Pourquoi c’est important
- La mémoire ne serait pas un instantané figé, mais un film en montage permanent.
- Cette plasticité pourrait aider le cerveau à mettre à jour ses représentations, à généraliser et à anticiper.
- Reste une zone d’ombre : jusqu’où cette dérive est-elle bénéfique (souplesse, apprentissage) et quand devient-elle problématique (confusions, oublis) ?
Et maintenant ?
Les prochaines étapes consistent à :
- mesurer la vitesse et la stabilité de la dérive selon l’âge, le stress, le sommeil ou la répétition des expériences ;
- relier ces changements à des performances de mémoire concrètes ;
- comparer plusieurs régions du cerveau pour voir comment elles se coordonnent quand une représentation se reconfigure.
À retenir
- La dérive de représentation existe même en environnement stable.

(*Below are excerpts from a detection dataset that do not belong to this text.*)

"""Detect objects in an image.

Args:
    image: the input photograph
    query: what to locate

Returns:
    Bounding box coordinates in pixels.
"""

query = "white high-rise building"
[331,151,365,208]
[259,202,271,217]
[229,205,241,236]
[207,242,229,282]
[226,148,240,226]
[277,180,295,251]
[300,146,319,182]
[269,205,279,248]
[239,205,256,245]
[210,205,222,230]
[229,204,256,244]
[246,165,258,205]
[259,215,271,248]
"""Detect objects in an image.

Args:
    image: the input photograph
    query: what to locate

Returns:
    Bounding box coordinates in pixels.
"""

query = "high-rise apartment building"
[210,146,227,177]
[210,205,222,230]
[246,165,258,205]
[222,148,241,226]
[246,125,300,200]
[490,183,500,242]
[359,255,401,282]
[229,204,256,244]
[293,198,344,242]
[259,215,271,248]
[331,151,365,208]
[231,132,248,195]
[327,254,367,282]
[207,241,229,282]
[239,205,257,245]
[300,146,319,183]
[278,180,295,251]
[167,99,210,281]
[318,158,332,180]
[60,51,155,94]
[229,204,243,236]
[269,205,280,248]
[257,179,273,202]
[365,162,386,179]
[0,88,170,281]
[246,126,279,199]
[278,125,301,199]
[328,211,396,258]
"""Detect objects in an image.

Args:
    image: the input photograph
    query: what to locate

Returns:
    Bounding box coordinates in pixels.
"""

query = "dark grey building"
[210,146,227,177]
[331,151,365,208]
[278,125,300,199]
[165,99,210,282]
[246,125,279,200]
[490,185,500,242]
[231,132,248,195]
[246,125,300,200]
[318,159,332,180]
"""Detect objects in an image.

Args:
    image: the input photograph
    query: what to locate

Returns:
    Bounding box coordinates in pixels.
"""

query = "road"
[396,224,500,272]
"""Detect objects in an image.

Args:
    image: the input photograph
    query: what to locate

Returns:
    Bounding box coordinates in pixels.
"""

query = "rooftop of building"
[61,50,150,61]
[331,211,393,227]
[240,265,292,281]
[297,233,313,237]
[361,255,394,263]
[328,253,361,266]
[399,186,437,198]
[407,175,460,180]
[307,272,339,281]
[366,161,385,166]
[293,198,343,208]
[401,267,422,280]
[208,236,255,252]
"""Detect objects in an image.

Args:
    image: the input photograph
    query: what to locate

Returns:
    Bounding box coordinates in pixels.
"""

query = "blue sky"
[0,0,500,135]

- L’hippocampe recompose ses cartes spatiales au fil du temps.
- Ce mécanisme pourrait soutenir une mémoire vivante, en perpétuelle mise à jour.
FAQ
La dérive de représentation, est-ce la même chose que l’oubli ?
Non. L’oubli correspond à une perte d’accès à l’information. La dérive indique plutôt que la manière d’encoder cette information évolue. Le souvenir peut rester disponible, mais ancré dans un motif neuronal différent.
Le sommeil peut-il influencer cette dérive ?
Probablement. Le sommeil, en particulier le sommeil paradoxal, est lié à la consolidation et au rejeu des souvenirs. Ces processus pourraient accélérer ou structurer la dérive en renforçant certains liens au détriment d’autres.
Est-ce qu’un entraînement répété stabilise les souvenirs spatiaux ?
Un entraînement intensif peut rendre une tâche plus automatique, ce qui tend à stabiliser les performances. Mais au niveau neuronal, une dérive lente peut persister, reflétant l’intégration de nouveaux détails ou stratégies.
L’âge change-t-il la dérive de représentation ?
Avec l’avancée en âge, la plasticité cérébrale se modifie. On peut s’attendre à des différences de rythme et d’ampleur de la dérive, mais leur impact fonctionnel (souplesse vs confusion) dépendrait fortement de l’individu et du contexte.
Cette dérive a-t-elle un lien avec la créativité ?
Possiblement. Un cerveau qui réorganise ses représentations pourrait combiner des éléments de façon inattendue, ce qui favorise l’exploration mentale et certaines formes de créativité, tout en préservant un socle de repères utiles.